Any other holding would have three impermissible results. First, if the jury did not return a guilty verdict on the possession portion of the crime, the government would be precluded from proving an essential element of the charged offense. Second, a bifurcated proceeding would withhold from the jury all knowledge of the prior felony element of the crime. Third, the bifurcation order would require omitting an element of the charged offense from the jury instructions. A district court may not eliminate an element of the crime charged.

Underwood, 1996 WL 536796, at * 6, 97 F.3d 1453 (quoting United States v. Barker, 1 F.3d 957, 959 (9th Cir.1993)). These reasons are also applicable to bifurcation of felony DUI trials under Florida law.

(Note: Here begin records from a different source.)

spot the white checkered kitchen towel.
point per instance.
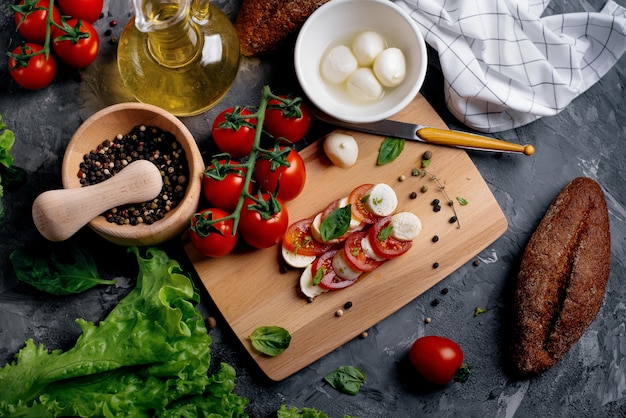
(505, 66)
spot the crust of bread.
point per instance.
(263, 25)
(562, 277)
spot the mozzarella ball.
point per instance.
(338, 64)
(366, 47)
(341, 149)
(363, 85)
(390, 67)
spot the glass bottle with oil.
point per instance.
(180, 55)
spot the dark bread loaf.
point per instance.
(562, 278)
(262, 25)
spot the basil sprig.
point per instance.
(336, 223)
(389, 150)
(270, 340)
(346, 379)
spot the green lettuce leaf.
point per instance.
(147, 358)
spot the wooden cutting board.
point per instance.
(250, 290)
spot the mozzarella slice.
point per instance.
(306, 284)
(381, 200)
(343, 269)
(390, 67)
(366, 245)
(366, 47)
(338, 64)
(406, 226)
(363, 85)
(296, 260)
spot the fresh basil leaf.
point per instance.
(62, 270)
(270, 340)
(346, 379)
(336, 223)
(389, 150)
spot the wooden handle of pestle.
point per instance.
(58, 214)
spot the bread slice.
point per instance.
(562, 278)
(263, 25)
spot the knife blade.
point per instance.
(427, 134)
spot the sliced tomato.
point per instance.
(356, 199)
(298, 239)
(354, 255)
(330, 279)
(388, 247)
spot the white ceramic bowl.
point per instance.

[8] Employment of a stipulation pursuant to Brown may better address the concern about unfair prejudice while maintaining the integrity of trial procedures. In Brown, this Court held that the State’s burden of proof as to the element of being a convicted felon (in a prosecution for possession of a firearm by a convicted felon) could be satisfied by a defendant’s stipulation that must be accepted by the trial court. See Brown, 719 So.2d at 889. The court would then instruct the jury-within the same unitary trial-that the element is proven by agreement of the parties. See id. Thus, Brown shows how a stipulation in the instant case may be more sensible and consistent with Florida precedent than a bifurcated trial resulting in a double verdict.